The Video Mesh: A Data Structure for Image-based Three-dimensional Video Editing

Jiawen Chen¹ Sylvain Paris² Jue Wang² Wojciech Matusik¹ Michael Cohen³ Frédo Durand¹

¹MIT CSAIL ²Adobe Systems, Inc. ³Microsoft Research

The video mesh data structure represents the structural information in an input video as a set of deforming texture mapped triangles augmented with mattes.

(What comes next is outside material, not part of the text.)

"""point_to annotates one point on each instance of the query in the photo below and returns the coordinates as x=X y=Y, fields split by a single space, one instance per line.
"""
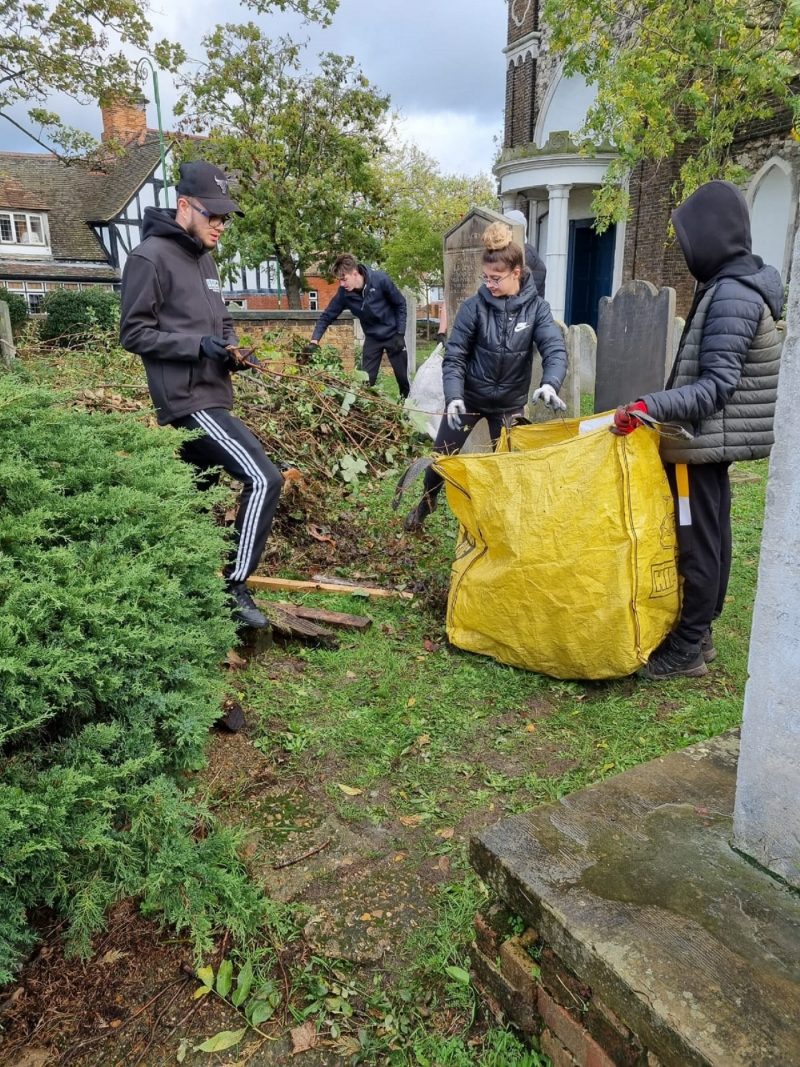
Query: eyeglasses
x=213 y=220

The mesh has a topology that resembles a "paper cutout." This representation enables a number of special effects applications such as depth of field manipulation, object insertion, and change of 3D viewpoint.

Paper: PDF (ICCP 2011)
Supplemental material: PDF
Video (high bitrate): MP4 (67MB, 640x480p24, contains audio)
Video (low bitrate): MP4 (29MB, 640x480p24, contains audio)
Anaglyphic (red/cyan) results: AVI (Lagarith lossless codec, 246 MB, 640x480p24, no audio)
Stills of anaglyphic results: PNGs (best viewed full screen on a 24" (61 cm) monitor at a distance of 30" (76 cm)
Slides from ICCP 2010: PPTX (PowerPoint 2010, WMV videos embedded, 81 MB)

Abstract

This paper introduces the video mesh, a data structure for representing video as 2.5D "paper cutouts." The video mesh allows interactive editing of moving objects and modeling of depth, which enables 3D effects and post-exposure camera control. The video mesh sparsely encodes optical flow as well as depth, and handles occlusion using local layering and alpha mattes. Motion is described by a sparse set of points tracked over time. Each point also stores a depth value. The video mesh is a triangulation over this point set and per-pixel information is obtained by interpolation. The user rotoscopes occluding contours and we introduce an algorithm to cut the video mesh along them. Object boundaries are refined with per-pixel alpha values. The video mesh is at its core a set of texture mapped triangles, we leverage graphics hardware to enable interactive editing and rendering of a variety of effects. We demonstrate the effectiveness of our representation with special effects such as 3D viewpoint changes, object insertion, depth-offield manipulation, and 2D to 3D video conversion.